Tamil family from Biloela to remain in Australia until final hearing of deportation case.

A Tamil family will remain in legal limbo on Christmas Island for the foreseeable future, with their deportation case now hinging on an upcoming court battle.

On Thursday afternoon, shortly before an order preventing their forcible removal to Sri Lanka expired, Federal Court judge Mordy Bromberg said the family had a legal case that needed to be decided at trial.

The family, whose case rests on their two-year-old daughter and her right to apply for a protection visa, cannot be deported by the Australian government until the matter is decided through the court system.

A date has not yet been set for their case to be heard.

Priya and Nades Murugappan and daughters Tharunicaa, two, and Kopika, four, had previously settled in the Queensland township of Biloela.
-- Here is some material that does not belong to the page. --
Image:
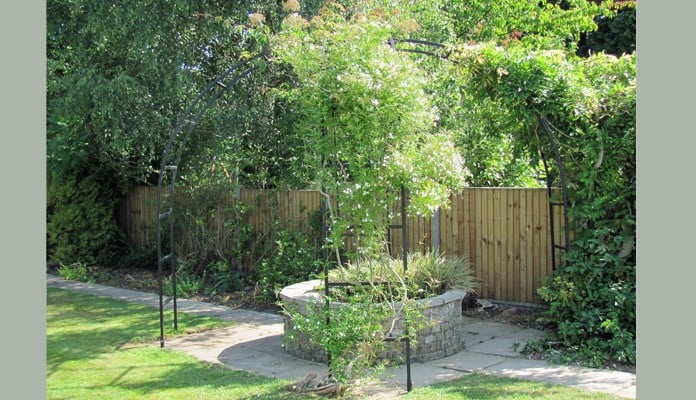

They were being deported in August, under instruction by the federal government, when their flight was ordered to land due to a late-night court injunction.

The family has since been detained in “jail-like” conditions on Christmas Island.

Tharunicaa, despite being Australian-born, would normally also be refused refugee status due to legislation blocking children of asylum seekers who arrive by boat from accessing the nation’s protection.


But the Federal Court was told earlier this week that Tharunicaa was legally entitled to apply for a protection visa during a short period in 2017 when her mother’s visa application was not yet finalised, following a determination by Home Affairs Minister Peter Dutton.

tamil family
Image: Facebook.

An application was made for Tharunicaa last week, but barrister Stephen Lloyd, acting for the federal government, argued on Wednesday the window of opportunity had closed.

Barrister Angel Aleksov, acting for the family, argued Tharunicaa's visa application was "still in train", meaning the government did not have the power to forcibly remove the child and her family until her case was decided.

Mr Dutton earlier expressed his frustration that the case was dragging on, labelling it "infuriating", particularly due to the costs to Australian taxpayers.